Simulation and Experimental Study of Intake Air Flow Pulsation and Resolution for a 2-Cylinder Uneven Firing (0°-540°) Naturally Aspirated and Turbocharged CPCB II Diesel Engine

Development of a 2-cylinder uneven firing engine from a 4-cylinder parent engine is associated with variation in air mass flow due to the combined effects of both engine downsizing as well the large firing gap between the cylinders especially 540°. This affects the turbocharger performance & durability and engine emissions due to fluctuations in the air mass flow. This paper investigates the effects of engine geometries such as stroke, valve overlap, cam profiles, intake and exhaust manifold configuration and surge tank effect through one-dimensional thermodynamic simulations and experimental tests, thus reducing the pulsation effect by 85%. Two engine configurations - naturally aspirated engine for 15 kVA power rating and turbocharged version for 30 kVA power rating were considered for the development study.
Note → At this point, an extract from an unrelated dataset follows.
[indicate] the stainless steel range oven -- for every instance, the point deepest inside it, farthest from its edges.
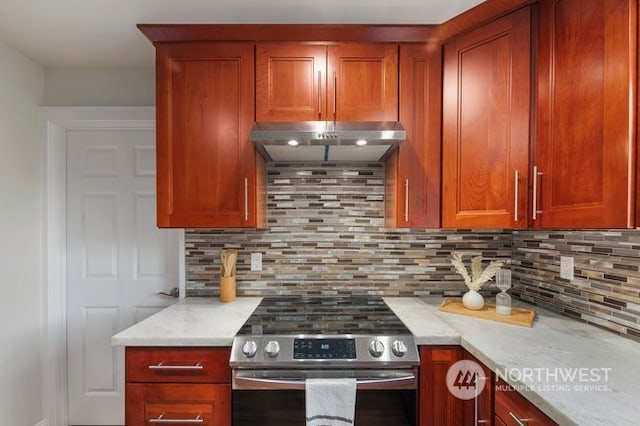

The former was evaluated with different cam profiles and stroke which effected in reducing the air mass flow pulse variation by 80% and the latter by combination of different turbocharger trims and dampening tank resulting in 85% reduction.

Experimental tests were carried out for all the engine configurations on an instrumented engine test bench and the results observed were with 98% adherence to the simulation results and could meet the Indian Genset emission norms CPCB-II (Equivalent to EU Stage IIIA norms) comfortably.